Former Staffer Charges Lupinacci Sexually Assaulted Him

Brian Finnegan, former chief of staff to now-Huntington Supervisor Chad Lupinacci, at a press conference in Huntington Station Tuesday, details allegations of sexual assault during Lupinacci’s tenure as Assemblyman. Long Islander News Photo/Connor Beach

By Connor Beach
cbeach@longislandergroup.com

A lawsuit by a former staffer of Huntington Supervisor Chad Lupinacci accuses the supervisor of sexual assault during his time as state assemblyman.

Attorneys representing Lupinacci’s former Chief of Staff Brian Finnegan filed the civil lawsuit just after noon on Tuesday in the state supreme court building in Central Islip.
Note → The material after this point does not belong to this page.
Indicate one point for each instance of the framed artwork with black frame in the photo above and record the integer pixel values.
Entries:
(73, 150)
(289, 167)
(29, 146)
“It was a straight up middle of the night touching, assault, battery of a very graphic sexual nature,” Manhattan-based attorney Arthur Aidala, who is representing Finnegan, said at a press conference Tuesday afternoon.

The lawsuit alleges that Lupinacci sexually assaulted Finnegan early in the morning of Dec. 13, 2017 when the two traveled to Albany to clear out Lupinacci’s assembly office.

The lawsuit alleges Finnegan and Lupinacci left the state assembly office around 6 p.m. and, at Lupinacci’s insistence, stopped at several bars before returning to the Albany Renaissance Hotel where the two were sharing a room.

“There was an insistence by Mr. Lupinacci that Brian share the hotel room with him because they didn’t have enough money in the budget to have two hotel rooms,” Aidala said.

The lawsuit alleges Finnegan woke up at around 2:30 a.m. “feeling as if he was being touched and observed” by Lupinacci who was “on his knees at the side of the bed.”

“This predator was able to take advantage of me to perform forcible, non-consensual and unwanted sexual acts on me in the middle of the night while I was sleeping,” Finnegan said at Tuesday’s press conference held in front of the third district court in Huntington Station.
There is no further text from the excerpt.